# Wireless Router security



## roblonsdale (Nov 20, 2007)

I've recently started using a Buffalo wireless router and don't know how to make it secure, (stop others using my wireless connection).
There is no reference to this in the user manual.

Rob.


----------



## sobeit (Nov 11, 2007)

exactly which model?


----------



## roblonsdale (Nov 20, 2007)

Wmr-g54 Db


----------



## sobeit (Nov 11, 2007)

go here  for a pdf copy of the users manual. Go to page 12 and it will take you step by step as to how to setup security.


----------



## roblonsdale (Nov 20, 2007)

Sorry but's that the manual for a WBR-G54 and mine is a WMR-G54. I've got the manual for my model but it doesn't mention security.


----------



## johnwill (Sep 26, 2002)

Buffalo doesn't seem to have that machine listed, do you have a link to the manual?

Here's their list of wireless devices.


----------



## roblonsdale (Nov 20, 2007)

http://www.theusermanualsite.com/re...&idDeviceType=119&idMfg=2119&idProduct=167999


----------



## sobeit (Nov 11, 2007)

the security still should be similar. All you need to do is to sign on to your router using the ip address and the default user name and passward given in your handbook, then navigate to the security section and set your wep,


----------



## roblonsdale (Nov 20, 2007)

It's the setting up the WEP and encryption keys that I'm stuck with.


----------



## johnwill (Sep 26, 2002)

roblonsdale said:


> http://www.theusermanualsite.com/re...&idDeviceType=119&idMfg=2119&idProduct=167999


That site gives me a blank page.


----------



## roblonsdale (Nov 20, 2007)

Try this.

http://www.bruach.com/media/WMR-G54UserGuide.pdf

Rob.


----------



## johnwill (Sep 26, 2002)

I'm astonished! They really don't mention encryption at all! 

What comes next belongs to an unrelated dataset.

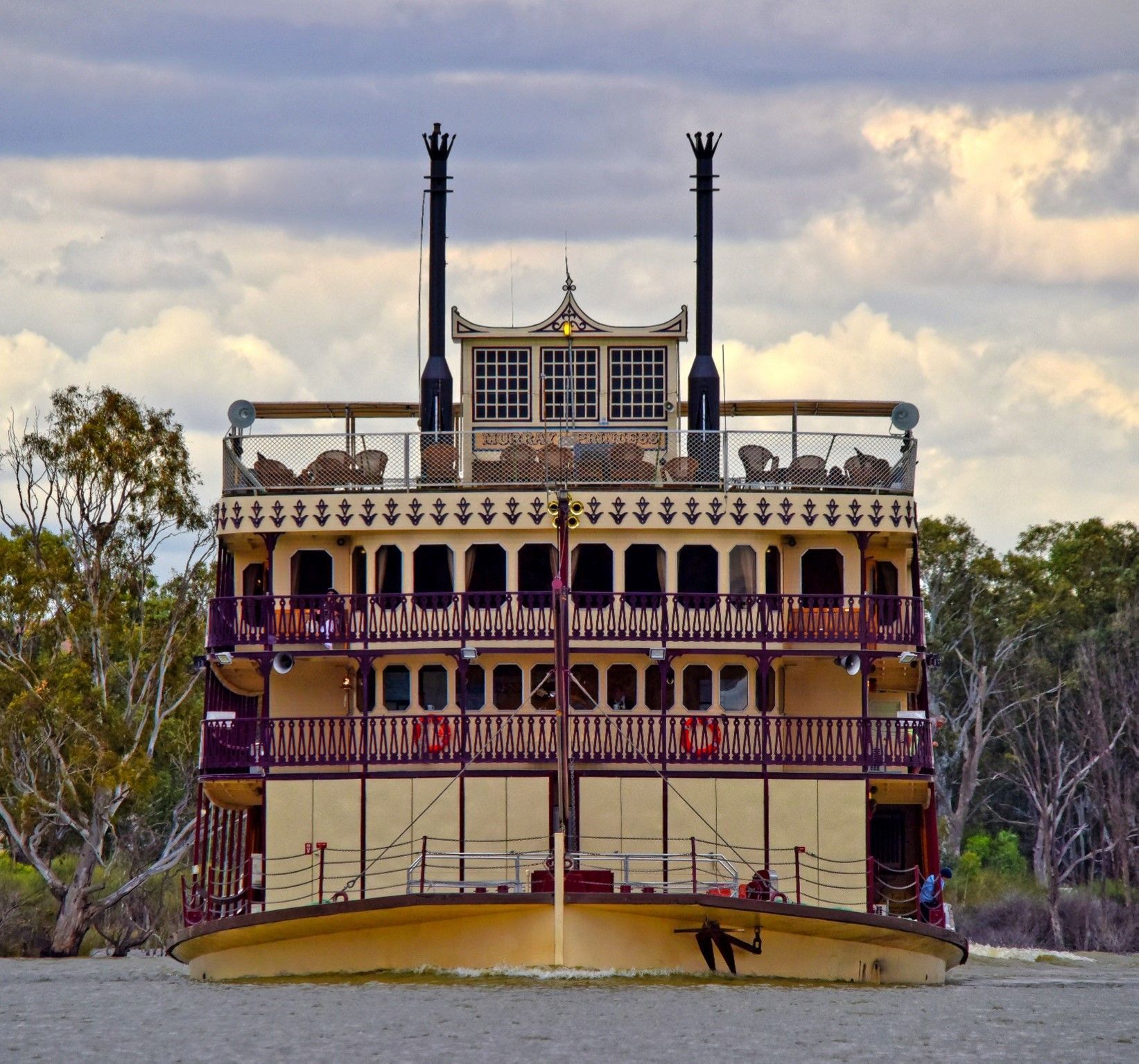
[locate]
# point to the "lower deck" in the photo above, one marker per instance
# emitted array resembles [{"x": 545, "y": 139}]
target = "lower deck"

I've never seen a router that doesn't offer at least WEP. I'd contact Buffalo tech support and see what they say...


----------



## roblonsdale (Nov 20, 2007)

I've emailed them and they haven't replied.


----------



## johnwill (Sep 26, 2002)

That's a pretty odd setup. :grin: When you look through the menus, is there really no option for any kind of encryption? Do you happen to see any upgraded firmware on the Buffalo site?


----------